Plug-and-pack a reality

A new crop of Plug-and-Pack™ packaging machines promises to simplify integration and facilitate line optimization.

L to R: Pharmacia's Robert Martell, Elau's Patrik Hug, Norden Pac's Jonas Ewing, and Markem's Fred Putnam.
L to R: Pharmacia's Robert Martell, Elau's Patrik Hug, Norden Pac's Jonas Ewing, and Markem's Fred Putnam.

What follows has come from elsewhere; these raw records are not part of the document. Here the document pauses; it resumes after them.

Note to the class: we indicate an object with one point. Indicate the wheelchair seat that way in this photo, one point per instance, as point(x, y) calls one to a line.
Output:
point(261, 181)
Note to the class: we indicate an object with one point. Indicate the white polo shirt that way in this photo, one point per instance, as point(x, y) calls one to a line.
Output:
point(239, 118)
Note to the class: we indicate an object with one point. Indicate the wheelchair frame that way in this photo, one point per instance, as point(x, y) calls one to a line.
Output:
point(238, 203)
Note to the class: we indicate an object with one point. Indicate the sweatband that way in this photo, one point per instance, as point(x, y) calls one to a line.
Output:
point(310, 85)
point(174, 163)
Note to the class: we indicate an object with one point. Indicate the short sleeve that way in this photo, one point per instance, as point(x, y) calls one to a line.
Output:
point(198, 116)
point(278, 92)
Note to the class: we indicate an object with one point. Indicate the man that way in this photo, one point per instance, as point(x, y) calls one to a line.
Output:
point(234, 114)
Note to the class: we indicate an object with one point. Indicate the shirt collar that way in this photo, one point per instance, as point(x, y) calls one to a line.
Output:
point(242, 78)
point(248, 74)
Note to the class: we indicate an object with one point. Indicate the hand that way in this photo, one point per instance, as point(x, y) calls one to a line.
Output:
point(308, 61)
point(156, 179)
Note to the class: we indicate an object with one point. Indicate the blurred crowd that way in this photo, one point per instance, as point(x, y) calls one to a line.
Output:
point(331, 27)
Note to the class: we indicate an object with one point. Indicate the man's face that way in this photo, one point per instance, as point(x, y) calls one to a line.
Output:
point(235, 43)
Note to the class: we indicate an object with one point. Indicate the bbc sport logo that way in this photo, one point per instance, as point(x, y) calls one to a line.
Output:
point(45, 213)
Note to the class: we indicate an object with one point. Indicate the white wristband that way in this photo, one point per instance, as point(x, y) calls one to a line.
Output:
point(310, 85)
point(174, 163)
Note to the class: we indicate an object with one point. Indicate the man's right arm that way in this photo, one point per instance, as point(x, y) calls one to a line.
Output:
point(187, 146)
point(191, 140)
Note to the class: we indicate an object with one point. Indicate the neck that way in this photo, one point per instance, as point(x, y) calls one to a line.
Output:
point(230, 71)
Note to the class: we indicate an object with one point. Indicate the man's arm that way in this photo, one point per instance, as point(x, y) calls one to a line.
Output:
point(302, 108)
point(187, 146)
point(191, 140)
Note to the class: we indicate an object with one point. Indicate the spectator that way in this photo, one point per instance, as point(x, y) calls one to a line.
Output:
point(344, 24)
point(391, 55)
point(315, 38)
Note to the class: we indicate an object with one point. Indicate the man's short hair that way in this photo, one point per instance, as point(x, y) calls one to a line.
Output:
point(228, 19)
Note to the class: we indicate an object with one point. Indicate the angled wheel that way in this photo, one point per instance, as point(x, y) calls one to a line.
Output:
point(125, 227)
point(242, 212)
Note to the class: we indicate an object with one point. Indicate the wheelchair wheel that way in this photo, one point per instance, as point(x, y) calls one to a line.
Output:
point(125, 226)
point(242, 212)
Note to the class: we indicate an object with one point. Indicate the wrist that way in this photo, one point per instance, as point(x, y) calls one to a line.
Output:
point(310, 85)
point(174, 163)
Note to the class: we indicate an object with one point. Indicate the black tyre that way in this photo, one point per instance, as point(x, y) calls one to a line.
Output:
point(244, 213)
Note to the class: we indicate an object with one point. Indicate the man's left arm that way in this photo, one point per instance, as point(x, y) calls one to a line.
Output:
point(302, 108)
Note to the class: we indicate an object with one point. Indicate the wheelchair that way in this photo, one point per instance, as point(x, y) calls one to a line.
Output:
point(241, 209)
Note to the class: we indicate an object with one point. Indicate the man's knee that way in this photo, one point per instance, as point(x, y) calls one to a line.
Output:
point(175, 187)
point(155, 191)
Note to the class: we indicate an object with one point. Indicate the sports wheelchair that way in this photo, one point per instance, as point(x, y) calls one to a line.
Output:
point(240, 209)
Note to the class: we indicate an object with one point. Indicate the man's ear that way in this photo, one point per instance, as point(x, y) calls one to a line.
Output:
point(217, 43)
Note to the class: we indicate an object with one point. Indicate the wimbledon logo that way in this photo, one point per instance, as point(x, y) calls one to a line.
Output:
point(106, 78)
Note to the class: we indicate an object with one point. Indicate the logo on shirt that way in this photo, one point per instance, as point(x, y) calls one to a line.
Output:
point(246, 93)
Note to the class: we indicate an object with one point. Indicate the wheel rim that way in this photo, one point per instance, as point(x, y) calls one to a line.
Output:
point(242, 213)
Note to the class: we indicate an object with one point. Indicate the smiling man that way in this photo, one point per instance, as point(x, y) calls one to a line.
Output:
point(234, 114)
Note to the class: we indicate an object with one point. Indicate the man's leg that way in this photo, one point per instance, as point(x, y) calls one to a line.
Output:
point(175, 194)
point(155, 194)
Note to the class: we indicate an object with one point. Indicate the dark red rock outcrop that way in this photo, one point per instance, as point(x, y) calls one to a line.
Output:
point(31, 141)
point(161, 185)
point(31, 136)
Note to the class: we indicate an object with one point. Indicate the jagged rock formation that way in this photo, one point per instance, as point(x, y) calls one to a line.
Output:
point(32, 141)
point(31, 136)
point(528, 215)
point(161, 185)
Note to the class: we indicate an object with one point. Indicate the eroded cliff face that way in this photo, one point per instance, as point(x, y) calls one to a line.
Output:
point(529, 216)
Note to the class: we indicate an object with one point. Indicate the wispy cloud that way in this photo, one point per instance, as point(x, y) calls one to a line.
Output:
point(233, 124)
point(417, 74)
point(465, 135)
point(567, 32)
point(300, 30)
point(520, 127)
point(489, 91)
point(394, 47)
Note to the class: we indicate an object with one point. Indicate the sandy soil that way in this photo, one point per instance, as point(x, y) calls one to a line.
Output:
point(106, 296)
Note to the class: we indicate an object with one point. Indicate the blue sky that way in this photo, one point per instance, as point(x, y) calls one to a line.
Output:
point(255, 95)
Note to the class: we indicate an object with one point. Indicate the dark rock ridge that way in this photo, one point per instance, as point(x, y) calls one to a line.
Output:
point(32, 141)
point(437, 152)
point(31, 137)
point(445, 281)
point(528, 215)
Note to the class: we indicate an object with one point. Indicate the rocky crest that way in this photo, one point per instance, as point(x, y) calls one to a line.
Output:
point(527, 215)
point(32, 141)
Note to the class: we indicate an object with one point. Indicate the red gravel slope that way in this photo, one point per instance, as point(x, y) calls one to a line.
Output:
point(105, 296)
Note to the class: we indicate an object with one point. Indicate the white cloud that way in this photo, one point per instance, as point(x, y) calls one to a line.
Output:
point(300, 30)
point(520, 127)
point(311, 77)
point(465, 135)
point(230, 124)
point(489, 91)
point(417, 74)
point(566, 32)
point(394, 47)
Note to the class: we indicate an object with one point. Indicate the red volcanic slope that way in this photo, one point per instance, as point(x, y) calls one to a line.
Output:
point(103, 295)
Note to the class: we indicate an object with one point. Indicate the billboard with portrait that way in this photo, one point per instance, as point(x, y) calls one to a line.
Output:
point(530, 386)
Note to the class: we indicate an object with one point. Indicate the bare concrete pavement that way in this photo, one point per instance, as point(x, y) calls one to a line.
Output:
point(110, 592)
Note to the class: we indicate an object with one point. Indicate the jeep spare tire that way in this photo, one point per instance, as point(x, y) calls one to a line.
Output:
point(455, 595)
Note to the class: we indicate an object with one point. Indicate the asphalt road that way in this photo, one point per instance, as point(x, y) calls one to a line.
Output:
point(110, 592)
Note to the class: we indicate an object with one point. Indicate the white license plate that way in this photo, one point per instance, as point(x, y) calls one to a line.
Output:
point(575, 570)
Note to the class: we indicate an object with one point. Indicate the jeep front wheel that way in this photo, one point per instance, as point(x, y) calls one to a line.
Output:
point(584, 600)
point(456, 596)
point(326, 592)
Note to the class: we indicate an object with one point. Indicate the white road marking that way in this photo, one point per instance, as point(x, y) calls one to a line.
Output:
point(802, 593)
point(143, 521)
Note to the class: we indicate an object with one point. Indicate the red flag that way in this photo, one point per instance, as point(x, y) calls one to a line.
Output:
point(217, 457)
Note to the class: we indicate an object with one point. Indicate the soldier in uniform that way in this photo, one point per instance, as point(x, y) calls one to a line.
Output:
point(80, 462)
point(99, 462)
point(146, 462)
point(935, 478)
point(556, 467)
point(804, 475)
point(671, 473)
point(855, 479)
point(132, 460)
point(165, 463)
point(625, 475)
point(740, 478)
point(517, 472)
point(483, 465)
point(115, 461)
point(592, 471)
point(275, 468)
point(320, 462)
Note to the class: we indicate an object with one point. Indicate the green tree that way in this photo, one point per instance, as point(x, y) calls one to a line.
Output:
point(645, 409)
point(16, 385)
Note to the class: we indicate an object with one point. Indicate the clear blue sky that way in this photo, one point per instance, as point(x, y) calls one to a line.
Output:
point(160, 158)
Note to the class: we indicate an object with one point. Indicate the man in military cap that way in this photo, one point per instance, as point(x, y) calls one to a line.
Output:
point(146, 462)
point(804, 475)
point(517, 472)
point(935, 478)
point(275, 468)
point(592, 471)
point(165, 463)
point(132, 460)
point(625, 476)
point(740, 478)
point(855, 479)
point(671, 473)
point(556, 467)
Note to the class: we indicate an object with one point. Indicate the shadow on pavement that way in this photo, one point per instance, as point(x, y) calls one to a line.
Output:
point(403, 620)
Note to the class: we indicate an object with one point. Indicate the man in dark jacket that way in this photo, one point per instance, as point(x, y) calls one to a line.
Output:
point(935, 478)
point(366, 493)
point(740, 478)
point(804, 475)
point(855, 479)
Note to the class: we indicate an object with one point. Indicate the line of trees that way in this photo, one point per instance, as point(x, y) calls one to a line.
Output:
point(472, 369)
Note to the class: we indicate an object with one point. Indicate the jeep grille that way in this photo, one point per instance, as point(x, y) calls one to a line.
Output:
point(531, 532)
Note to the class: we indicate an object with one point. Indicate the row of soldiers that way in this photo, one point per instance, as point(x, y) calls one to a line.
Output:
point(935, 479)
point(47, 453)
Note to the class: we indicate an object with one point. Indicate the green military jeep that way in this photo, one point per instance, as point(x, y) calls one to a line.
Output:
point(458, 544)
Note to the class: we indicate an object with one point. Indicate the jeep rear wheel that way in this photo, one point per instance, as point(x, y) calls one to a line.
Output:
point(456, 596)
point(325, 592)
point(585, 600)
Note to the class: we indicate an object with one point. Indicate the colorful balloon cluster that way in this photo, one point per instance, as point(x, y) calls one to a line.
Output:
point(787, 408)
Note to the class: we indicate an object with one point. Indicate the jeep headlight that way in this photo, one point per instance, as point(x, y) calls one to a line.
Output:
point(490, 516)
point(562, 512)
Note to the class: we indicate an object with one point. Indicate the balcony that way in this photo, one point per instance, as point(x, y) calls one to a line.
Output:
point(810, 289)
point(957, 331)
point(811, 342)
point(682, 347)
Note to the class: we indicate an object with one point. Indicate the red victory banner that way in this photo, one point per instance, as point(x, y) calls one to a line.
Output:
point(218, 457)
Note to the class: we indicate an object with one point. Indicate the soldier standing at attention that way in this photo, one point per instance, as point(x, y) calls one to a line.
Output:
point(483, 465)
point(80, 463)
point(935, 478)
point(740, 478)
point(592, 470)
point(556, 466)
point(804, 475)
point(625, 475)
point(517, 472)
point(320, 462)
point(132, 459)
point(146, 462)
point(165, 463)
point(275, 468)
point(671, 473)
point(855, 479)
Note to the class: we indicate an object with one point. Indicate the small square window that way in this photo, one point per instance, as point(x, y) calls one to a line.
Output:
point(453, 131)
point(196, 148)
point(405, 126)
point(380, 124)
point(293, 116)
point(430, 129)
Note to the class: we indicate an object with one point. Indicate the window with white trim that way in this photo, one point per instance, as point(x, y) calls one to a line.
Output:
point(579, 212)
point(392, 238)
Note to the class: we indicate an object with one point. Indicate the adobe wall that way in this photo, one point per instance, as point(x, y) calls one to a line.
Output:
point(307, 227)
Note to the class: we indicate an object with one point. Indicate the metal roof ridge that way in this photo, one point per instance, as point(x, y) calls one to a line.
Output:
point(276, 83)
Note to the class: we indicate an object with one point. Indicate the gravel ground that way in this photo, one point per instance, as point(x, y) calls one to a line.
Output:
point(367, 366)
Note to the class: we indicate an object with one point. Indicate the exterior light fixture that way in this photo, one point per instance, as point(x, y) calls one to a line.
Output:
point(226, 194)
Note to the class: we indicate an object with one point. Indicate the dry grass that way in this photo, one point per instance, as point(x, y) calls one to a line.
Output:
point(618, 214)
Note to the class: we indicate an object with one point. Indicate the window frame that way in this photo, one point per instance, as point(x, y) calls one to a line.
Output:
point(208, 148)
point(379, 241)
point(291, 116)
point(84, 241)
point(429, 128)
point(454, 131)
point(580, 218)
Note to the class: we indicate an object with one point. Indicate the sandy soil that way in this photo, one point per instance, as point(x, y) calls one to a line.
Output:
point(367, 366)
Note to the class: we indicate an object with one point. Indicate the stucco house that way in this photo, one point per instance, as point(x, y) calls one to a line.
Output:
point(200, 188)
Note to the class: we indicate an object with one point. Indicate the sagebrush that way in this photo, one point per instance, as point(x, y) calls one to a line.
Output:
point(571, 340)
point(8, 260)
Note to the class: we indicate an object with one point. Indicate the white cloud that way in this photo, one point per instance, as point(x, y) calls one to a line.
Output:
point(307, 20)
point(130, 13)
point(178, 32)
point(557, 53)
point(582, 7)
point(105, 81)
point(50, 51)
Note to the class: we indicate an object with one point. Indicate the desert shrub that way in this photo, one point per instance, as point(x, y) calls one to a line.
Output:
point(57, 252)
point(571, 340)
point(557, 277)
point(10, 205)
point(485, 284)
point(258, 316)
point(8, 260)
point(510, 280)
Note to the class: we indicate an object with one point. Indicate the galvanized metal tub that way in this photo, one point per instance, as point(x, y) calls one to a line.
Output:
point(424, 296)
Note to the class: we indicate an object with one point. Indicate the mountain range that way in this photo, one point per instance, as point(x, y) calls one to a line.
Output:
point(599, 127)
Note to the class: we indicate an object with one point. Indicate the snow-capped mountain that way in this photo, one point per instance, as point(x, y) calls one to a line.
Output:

Announced at Pack Expo, Pharmacia Corp., Peapack, NJ, is the first end user to purchase a Plug-and-Pack™ packaging machine. Plug-and-Pack refers to a set of standardization guidelines from the Open Modular Architecture Controls (OMAC) Packaging Workgroup designed to reduce engineering time required to build, install and maintain packaging equipment.

The third-generation tube filling machine, from Norden Pac (Branchburg, NJ), incorporates OMAC’s PackML (Packaging Machine Language) on the company’s EasyWare machine control via Elau’s (Chicago, IL) PacDrive™ integrated motion/logic controller.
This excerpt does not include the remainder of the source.